### abstract ###
Alternative splicing and gene duplication both are processes that diversify the protein repertoire.
Recent examples have shown that sequence changes introduced by AS may be comparable to those introduced by GD.
In addition, the two processes are inversely correlated at the genomic scale: large gene families are depleted in splice variants and vice versa.
All together, these data strongly suggest that both phenomena result in interchangeability between their effects.
Here, we tested the extent to which this applies with respect to various protein characteristics.
The amounts of AS and GD per gene are anticorrelated even when accounting for different gene functions or degrees of sequence divergence.
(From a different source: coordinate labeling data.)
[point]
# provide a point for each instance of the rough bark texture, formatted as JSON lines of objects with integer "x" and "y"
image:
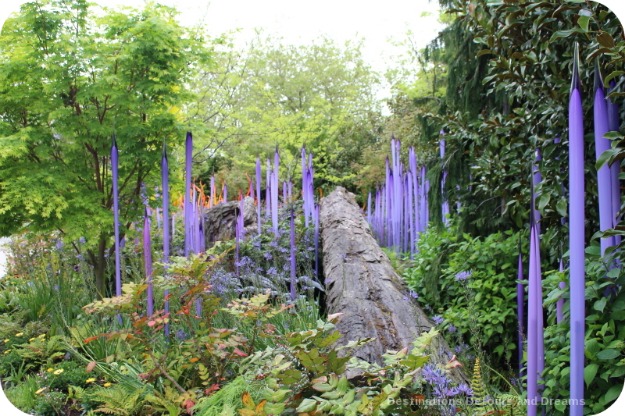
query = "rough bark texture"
{"x": 220, "y": 220}
{"x": 363, "y": 286}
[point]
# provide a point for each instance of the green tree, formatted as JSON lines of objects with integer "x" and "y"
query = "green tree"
{"x": 70, "y": 78}
{"x": 321, "y": 96}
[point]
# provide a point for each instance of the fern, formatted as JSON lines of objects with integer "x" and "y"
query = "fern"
{"x": 118, "y": 400}
{"x": 162, "y": 405}
{"x": 477, "y": 385}
{"x": 226, "y": 401}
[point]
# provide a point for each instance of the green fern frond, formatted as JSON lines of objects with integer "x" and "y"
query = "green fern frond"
{"x": 477, "y": 385}
{"x": 118, "y": 400}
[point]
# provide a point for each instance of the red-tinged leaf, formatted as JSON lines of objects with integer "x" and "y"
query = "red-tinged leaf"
{"x": 261, "y": 406}
{"x": 91, "y": 366}
{"x": 239, "y": 352}
{"x": 212, "y": 389}
{"x": 90, "y": 339}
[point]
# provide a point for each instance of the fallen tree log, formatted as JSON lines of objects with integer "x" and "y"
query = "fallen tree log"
{"x": 220, "y": 220}
{"x": 362, "y": 285}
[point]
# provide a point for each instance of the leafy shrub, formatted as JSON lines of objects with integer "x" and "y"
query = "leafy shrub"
{"x": 307, "y": 374}
{"x": 65, "y": 374}
{"x": 471, "y": 283}
{"x": 23, "y": 395}
{"x": 604, "y": 372}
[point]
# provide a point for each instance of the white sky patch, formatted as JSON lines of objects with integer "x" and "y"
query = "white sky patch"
{"x": 379, "y": 24}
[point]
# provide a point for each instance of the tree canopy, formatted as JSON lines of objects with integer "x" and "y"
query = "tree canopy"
{"x": 70, "y": 78}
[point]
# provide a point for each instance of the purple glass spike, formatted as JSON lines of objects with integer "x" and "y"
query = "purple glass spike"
{"x": 576, "y": 241}
{"x": 188, "y": 203}
{"x": 258, "y": 179}
{"x": 536, "y": 179}
{"x": 535, "y": 334}
{"x": 604, "y": 174}
{"x": 166, "y": 223}
{"x": 293, "y": 282}
{"x": 275, "y": 190}
{"x": 520, "y": 299}
{"x": 560, "y": 302}
{"x": 147, "y": 260}
{"x": 445, "y": 203}
{"x": 115, "y": 175}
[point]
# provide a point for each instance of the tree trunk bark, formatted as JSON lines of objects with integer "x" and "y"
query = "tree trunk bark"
{"x": 363, "y": 286}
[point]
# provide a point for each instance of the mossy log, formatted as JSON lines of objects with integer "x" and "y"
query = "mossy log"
{"x": 362, "y": 285}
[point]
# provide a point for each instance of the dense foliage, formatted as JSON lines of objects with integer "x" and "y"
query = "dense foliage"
{"x": 70, "y": 79}
{"x": 494, "y": 85}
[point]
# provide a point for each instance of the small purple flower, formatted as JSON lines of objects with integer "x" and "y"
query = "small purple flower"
{"x": 465, "y": 389}
{"x": 459, "y": 349}
{"x": 464, "y": 275}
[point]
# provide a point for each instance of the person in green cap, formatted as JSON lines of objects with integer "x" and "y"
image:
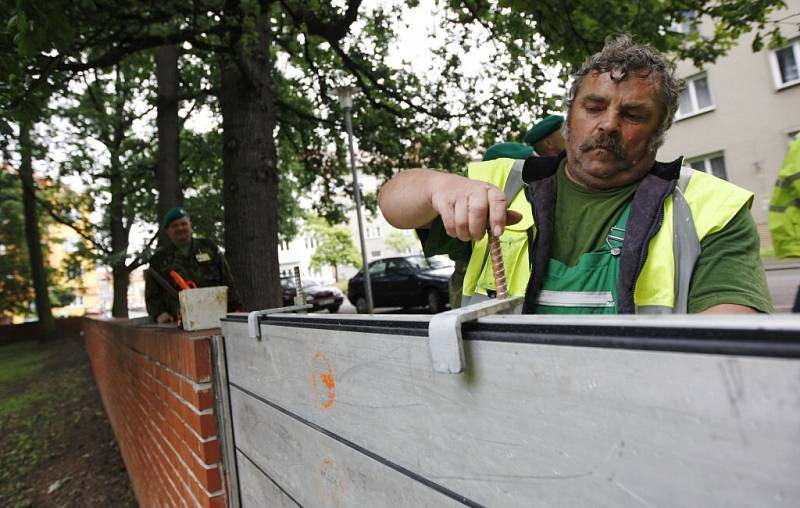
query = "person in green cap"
{"x": 607, "y": 229}
{"x": 195, "y": 259}
{"x": 545, "y": 137}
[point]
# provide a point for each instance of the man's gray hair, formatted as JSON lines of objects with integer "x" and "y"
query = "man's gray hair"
{"x": 620, "y": 57}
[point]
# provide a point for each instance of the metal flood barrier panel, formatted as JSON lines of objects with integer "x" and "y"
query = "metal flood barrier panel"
{"x": 336, "y": 411}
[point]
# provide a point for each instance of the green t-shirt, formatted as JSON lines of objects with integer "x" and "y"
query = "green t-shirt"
{"x": 729, "y": 269}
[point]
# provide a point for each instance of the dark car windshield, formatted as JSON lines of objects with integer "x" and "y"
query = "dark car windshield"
{"x": 423, "y": 263}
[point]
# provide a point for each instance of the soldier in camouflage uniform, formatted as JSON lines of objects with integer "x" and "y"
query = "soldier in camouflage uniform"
{"x": 195, "y": 259}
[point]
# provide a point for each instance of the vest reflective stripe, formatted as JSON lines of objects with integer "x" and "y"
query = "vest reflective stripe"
{"x": 685, "y": 241}
{"x": 575, "y": 298}
{"x": 672, "y": 253}
{"x": 478, "y": 279}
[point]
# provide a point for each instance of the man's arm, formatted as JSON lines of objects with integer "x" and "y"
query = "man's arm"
{"x": 729, "y": 276}
{"x": 154, "y": 297}
{"x": 413, "y": 198}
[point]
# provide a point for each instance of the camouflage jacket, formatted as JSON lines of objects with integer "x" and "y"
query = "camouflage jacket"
{"x": 204, "y": 264}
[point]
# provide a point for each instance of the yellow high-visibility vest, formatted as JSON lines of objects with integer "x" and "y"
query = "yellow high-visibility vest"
{"x": 712, "y": 203}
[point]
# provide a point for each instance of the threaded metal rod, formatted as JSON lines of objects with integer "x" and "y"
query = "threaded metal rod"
{"x": 498, "y": 268}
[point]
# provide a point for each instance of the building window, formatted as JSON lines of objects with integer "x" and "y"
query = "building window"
{"x": 785, "y": 65}
{"x": 713, "y": 164}
{"x": 696, "y": 98}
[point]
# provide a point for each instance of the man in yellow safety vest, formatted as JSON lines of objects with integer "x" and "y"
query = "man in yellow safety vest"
{"x": 608, "y": 229}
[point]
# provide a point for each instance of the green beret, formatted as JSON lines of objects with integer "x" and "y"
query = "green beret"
{"x": 508, "y": 151}
{"x": 543, "y": 129}
{"x": 174, "y": 214}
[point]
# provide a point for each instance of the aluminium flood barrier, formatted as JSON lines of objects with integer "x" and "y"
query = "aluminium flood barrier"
{"x": 689, "y": 411}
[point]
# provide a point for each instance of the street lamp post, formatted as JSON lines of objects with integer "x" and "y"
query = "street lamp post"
{"x": 345, "y": 95}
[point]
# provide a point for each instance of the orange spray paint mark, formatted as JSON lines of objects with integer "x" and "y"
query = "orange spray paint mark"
{"x": 322, "y": 381}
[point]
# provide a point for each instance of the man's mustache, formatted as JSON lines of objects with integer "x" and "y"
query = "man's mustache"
{"x": 610, "y": 143}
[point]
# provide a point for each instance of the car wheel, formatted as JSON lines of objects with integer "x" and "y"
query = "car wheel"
{"x": 435, "y": 301}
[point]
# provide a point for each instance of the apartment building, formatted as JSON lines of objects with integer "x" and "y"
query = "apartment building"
{"x": 737, "y": 116}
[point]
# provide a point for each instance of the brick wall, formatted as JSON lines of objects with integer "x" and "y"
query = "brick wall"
{"x": 156, "y": 388}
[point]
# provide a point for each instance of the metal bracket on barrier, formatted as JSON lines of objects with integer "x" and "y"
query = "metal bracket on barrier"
{"x": 254, "y": 331}
{"x": 444, "y": 332}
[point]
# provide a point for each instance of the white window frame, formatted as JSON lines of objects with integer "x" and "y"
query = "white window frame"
{"x": 776, "y": 69}
{"x": 693, "y": 98}
{"x": 706, "y": 159}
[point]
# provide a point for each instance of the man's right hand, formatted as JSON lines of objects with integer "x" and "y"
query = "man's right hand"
{"x": 165, "y": 317}
{"x": 467, "y": 207}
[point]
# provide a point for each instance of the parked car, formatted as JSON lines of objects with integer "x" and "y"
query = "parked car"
{"x": 407, "y": 281}
{"x": 321, "y": 297}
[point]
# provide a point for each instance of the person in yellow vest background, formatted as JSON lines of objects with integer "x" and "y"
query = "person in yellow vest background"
{"x": 545, "y": 137}
{"x": 603, "y": 227}
{"x": 784, "y": 209}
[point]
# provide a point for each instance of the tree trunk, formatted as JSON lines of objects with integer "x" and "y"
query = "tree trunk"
{"x": 119, "y": 242}
{"x": 250, "y": 193}
{"x": 121, "y": 278}
{"x": 33, "y": 235}
{"x": 168, "y": 171}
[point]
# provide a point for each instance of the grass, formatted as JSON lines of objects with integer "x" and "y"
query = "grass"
{"x": 53, "y": 431}
{"x": 20, "y": 365}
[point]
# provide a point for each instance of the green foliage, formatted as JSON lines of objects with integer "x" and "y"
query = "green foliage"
{"x": 115, "y": 166}
{"x": 16, "y": 290}
{"x": 573, "y": 32}
{"x": 97, "y": 62}
{"x": 334, "y": 246}
{"x": 16, "y": 287}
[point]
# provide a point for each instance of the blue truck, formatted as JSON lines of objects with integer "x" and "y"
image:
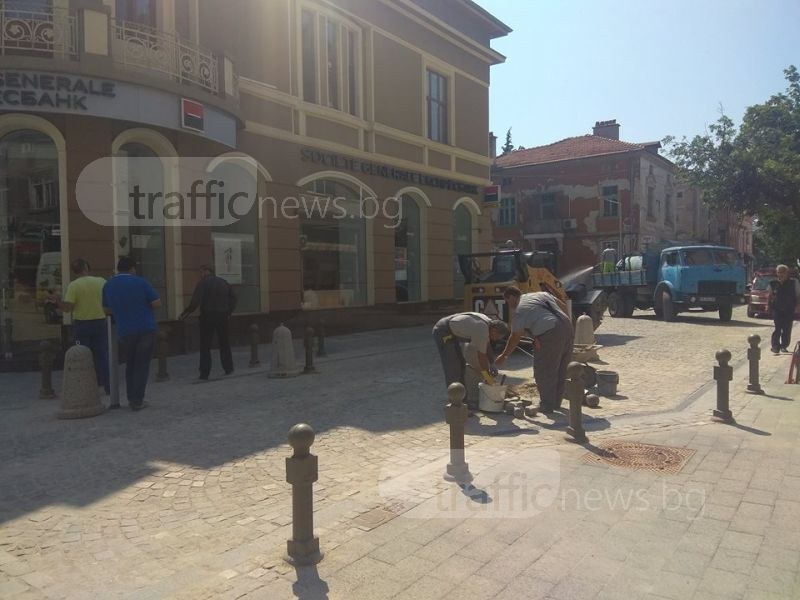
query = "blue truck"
{"x": 675, "y": 279}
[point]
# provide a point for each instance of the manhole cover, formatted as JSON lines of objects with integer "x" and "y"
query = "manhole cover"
{"x": 644, "y": 457}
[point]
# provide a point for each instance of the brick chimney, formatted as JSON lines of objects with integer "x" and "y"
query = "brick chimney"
{"x": 607, "y": 129}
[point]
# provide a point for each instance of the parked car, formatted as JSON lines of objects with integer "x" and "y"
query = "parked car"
{"x": 758, "y": 305}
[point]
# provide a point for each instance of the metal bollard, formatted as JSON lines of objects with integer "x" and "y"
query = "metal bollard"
{"x": 456, "y": 414}
{"x": 723, "y": 374}
{"x": 302, "y": 470}
{"x": 254, "y": 362}
{"x": 308, "y": 343}
{"x": 162, "y": 346}
{"x": 321, "y": 339}
{"x": 574, "y": 391}
{"x": 46, "y": 358}
{"x": 754, "y": 356}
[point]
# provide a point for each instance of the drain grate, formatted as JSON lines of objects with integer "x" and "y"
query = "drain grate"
{"x": 642, "y": 457}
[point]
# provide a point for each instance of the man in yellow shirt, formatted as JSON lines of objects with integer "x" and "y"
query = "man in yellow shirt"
{"x": 84, "y": 299}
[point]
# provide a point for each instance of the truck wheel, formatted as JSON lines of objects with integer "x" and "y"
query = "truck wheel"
{"x": 629, "y": 305}
{"x": 616, "y": 304}
{"x": 667, "y": 308}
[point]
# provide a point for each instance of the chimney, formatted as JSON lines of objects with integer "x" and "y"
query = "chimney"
{"x": 607, "y": 129}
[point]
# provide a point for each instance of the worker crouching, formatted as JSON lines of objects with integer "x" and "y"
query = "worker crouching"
{"x": 475, "y": 329}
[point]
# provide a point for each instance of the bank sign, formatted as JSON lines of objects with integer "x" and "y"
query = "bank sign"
{"x": 46, "y": 91}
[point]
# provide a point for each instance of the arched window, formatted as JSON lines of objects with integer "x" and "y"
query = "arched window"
{"x": 333, "y": 245}
{"x": 143, "y": 238}
{"x": 408, "y": 252}
{"x": 30, "y": 239}
{"x": 462, "y": 244}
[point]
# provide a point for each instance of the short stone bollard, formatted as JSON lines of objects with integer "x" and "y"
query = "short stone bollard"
{"x": 308, "y": 344}
{"x": 162, "y": 348}
{"x": 574, "y": 391}
{"x": 46, "y": 358}
{"x": 254, "y": 362}
{"x": 321, "y": 339}
{"x": 754, "y": 356}
{"x": 456, "y": 414}
{"x": 723, "y": 374}
{"x": 79, "y": 395}
{"x": 302, "y": 470}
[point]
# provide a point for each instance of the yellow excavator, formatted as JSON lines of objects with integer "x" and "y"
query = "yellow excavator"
{"x": 486, "y": 275}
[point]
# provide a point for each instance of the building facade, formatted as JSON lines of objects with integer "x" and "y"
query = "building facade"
{"x": 382, "y": 105}
{"x": 581, "y": 195}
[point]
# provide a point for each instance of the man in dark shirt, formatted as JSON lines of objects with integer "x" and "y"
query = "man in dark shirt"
{"x": 216, "y": 300}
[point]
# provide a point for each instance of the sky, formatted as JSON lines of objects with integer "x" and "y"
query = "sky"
{"x": 658, "y": 67}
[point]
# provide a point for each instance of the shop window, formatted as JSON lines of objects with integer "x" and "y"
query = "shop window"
{"x": 143, "y": 237}
{"x": 610, "y": 201}
{"x": 407, "y": 263}
{"x": 462, "y": 244}
{"x": 235, "y": 246}
{"x": 332, "y": 246}
{"x": 30, "y": 241}
{"x": 437, "y": 107}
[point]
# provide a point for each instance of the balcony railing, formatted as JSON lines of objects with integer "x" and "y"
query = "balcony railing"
{"x": 48, "y": 32}
{"x": 139, "y": 46}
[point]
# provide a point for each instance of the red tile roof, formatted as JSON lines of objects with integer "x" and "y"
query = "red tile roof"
{"x": 575, "y": 147}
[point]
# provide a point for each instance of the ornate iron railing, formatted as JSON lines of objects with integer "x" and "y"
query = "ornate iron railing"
{"x": 51, "y": 32}
{"x": 139, "y": 46}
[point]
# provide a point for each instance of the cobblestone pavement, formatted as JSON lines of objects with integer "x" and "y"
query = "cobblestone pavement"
{"x": 187, "y": 499}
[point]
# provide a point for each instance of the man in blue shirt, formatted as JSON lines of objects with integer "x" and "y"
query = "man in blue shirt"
{"x": 131, "y": 300}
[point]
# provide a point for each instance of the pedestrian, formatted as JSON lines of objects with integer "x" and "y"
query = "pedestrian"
{"x": 540, "y": 315}
{"x": 473, "y": 328}
{"x": 216, "y": 300}
{"x": 84, "y": 299}
{"x": 131, "y": 300}
{"x": 784, "y": 300}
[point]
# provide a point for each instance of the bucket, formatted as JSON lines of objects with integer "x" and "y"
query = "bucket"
{"x": 607, "y": 383}
{"x": 491, "y": 398}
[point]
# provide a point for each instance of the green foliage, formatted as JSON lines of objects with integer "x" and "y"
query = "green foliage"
{"x": 508, "y": 146}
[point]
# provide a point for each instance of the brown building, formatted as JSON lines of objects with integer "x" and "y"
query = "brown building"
{"x": 380, "y": 104}
{"x": 583, "y": 194}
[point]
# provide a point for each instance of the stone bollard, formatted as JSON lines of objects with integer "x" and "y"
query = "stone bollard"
{"x": 79, "y": 395}
{"x": 754, "y": 356}
{"x": 46, "y": 358}
{"x": 162, "y": 347}
{"x": 321, "y": 339}
{"x": 254, "y": 362}
{"x": 302, "y": 470}
{"x": 308, "y": 344}
{"x": 456, "y": 414}
{"x": 723, "y": 374}
{"x": 574, "y": 392}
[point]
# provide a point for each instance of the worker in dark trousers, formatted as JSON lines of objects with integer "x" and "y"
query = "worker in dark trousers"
{"x": 784, "y": 300}
{"x": 540, "y": 315}
{"x": 216, "y": 299}
{"x": 476, "y": 328}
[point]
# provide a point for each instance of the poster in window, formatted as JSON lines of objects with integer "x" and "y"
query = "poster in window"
{"x": 228, "y": 258}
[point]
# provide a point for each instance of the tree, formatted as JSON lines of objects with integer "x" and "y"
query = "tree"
{"x": 754, "y": 170}
{"x": 508, "y": 146}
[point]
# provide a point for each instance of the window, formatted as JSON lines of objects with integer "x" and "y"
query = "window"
{"x": 309, "y": 51}
{"x": 339, "y": 50}
{"x": 547, "y": 206}
{"x": 507, "y": 215}
{"x": 437, "y": 107}
{"x": 610, "y": 201}
{"x": 332, "y": 49}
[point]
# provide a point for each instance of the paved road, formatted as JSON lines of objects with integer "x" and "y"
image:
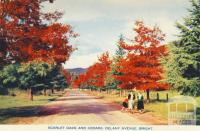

In contrast, the two processes appear to be independent in their influence on variation in mRNA expression.
Further, we conducted a detailed comparison of the effect of sequence changes in both alternative splice variants and gene duplicates on protein structure, in particular the size, location, and types of sequence substitutions and insertions/deletions.
We find that, in general, alternative splicing affects protein sequence and structure in a more drastic way than gene duplication and subsequent divergence.
Our results reveal an interesting paradox between the anticorrelation of AS and GD at the genomic level, and their impact at the protein level, which shows little or no equivalence in terms of effects on protein sequence, structure, and function.
We discuss possible explanations that relate to the order of appearance of AS and GD in a gene family, and to the selection pressure imposed by the environment.
### introduction ###
Alternative splicing and gene duplication are two main contributors to the diversity of the protein repertoire with enormous impact on protein sequence, structure, and function CITATION CITATION.
Interestingly, several recent studies point to a direct equivalence between AS and GD.
There are some cases where alternative splice variants in one organism are similar to gene duplicates in another organism CITATION CITATION.
For example, the eukaryotic splicing factor U2AF35 has at least two functional splice variants in human, U2AF35a and U2AF35b, which differ by seven amino acids in the RNA recognition motif.
The fugu orthologue U2AF35-a has no splice variant; instead there is a duplicate gene U2AF35-b with changes identical to those found in the human splice variant U2AF35b CITATION .
Further, the changes introduced to a sequence are constrained by the need to preserve a stable and functional three-dimensional fold CITATION.
Indeed, structural studies have shown that insertions and deletions between gene duplicates tend to happen at sequence locations where they are less damaging CITATION, such as loops at solvent-accessible locations.
These restrictions will apply irrespective of the source of the changes and thus may introduce a certain degree of similarity between the sequence changes associated with GD and AS.
Finally, recent studies have shown that AS and GD are inversely correlated on a genome-wide scale CITATION, CITATION, i.e., small gene families tend to have more genes with alternative splice variants than do large families.
These findings together i.e., anecdotal examples, structural constraints, and anticorrelation at the genomic level suggest that AS and GD are interchangeable sources of functional diversification CITATION.
Genes with AS would not need to produce additional variants in the form of duplicates, and vice versa.
Here, we first tested the anticorrelation between AS and GD with respect to sequence divergence, function, and gene expression.
Second, we studied the interchangeability hypothesis at the protein structure level and asked to what extent AS and GD introduce changes to the sequence that are equivalent in their nature and effect on structure and function.
To this end, we conducted a large-scale comparison of the effects of AS and GD on human and mouse proteins.
For the vast majority of cases, the two processes result in different protein modifications with different functional implications.
This finding, while consistent with the different molecular mechanisms underlying both phenomena, contradicts the anticorrelation observed at the genomic level.
We discuss some possible explanations for this paradox.